Rezension

Oh mein Gott

GRM - Sibylle Berg

GRM
von Sibylle Berg

Bewertet mit 4.5 Sternen

Aus verschiedenen Gründen gehören sie zu den Abgehängten und Abgeschobenen. Wenn die Sozialwohngebiete  Londons oder Manchesters urbanisiert werden, gibt es nur noch die Elendssiedlungen in Rochdale. Dort landen die vier Kinder oder Jugendlichen Karen, Hanna, Peter und Don(atella). Im Grunde sind sie es, die die Familien oder Restfamilien durchbringen, da die Erwachsenen sich als unfähig erweisen. Nicht immer einfach ist diese Aufgabe und erschwert wird es noch, durch das unsägliche Verhalten anderer sogenannter Erwachsener, die allem Anschein nach nichts Besseres zu tun haben, als ihre vermeintliche Machtposition gegenüber den Schwächeren auszunutzen.

 

In solch einer Welt möchte man wirklich nicht leben, man fragt sich allerdings, ob sie nicht schon da ist. Es herrscht eine Art Device-Gläubigkeit. Die Gefühle verrohen oder sind nicht mehr vorhanden. Die Regierung manipuliert in das Leben seines Volkes hinein. Die Hoffnungen nach dem Brexit sind enttäuscht. Es gab keine schöne neue Welt mit englischen Engländern in einem englischen Land. Die meisten Ausländer haben eh einen britischen Paß oder sind aus anderen Gründen noch da. Die Trennung zwischen Arm und Reich wird immer strenger. Die Armen werden immer weiter von Leistungen des Staates ausgegrenzt.

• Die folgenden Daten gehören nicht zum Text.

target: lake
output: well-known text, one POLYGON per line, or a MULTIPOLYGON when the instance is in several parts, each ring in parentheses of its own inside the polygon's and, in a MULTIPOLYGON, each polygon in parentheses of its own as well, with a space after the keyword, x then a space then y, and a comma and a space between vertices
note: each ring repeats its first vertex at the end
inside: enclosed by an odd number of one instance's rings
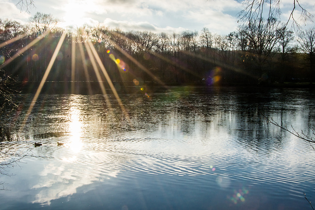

Und nur wenige unter anderem unsere Vier versuchen, sich dem System entgegen zu stellen.

 

Puh, was für eine Tour de Force ist die Lektüre dieses Buches. Und man kann sich nicht damit herausreden, dass die Handlung in England angesiedelt ist. Die Schreihälse gewinnen nicht nur dort gegen alle Vernunft, auch hier bestehen die Tendenzen. Die Netzgesteuerten verschaffen die Macht und die, die aufgegeben haben fügen sich einfach in die Situation. Die Mächtigen entblöden sich nicht, nur nach ihrem eigenen Vorteil zu schielen. Nur mit Zähneknirschen ist das zu ertragen. Wo sind denn die halbwegs normalen Menschen, die zwar der Technik gegenüber nicht verschlossen, aber doch ihren Mitmenschen Empathie entgegen bringen. Mit einigen ausgesprochen geschickten Kniffen schafft es die Autorin, ihre Utopie rund zu machen. Dieser Roman verlangt einem einiges ab, ist aber jede Zeile wert.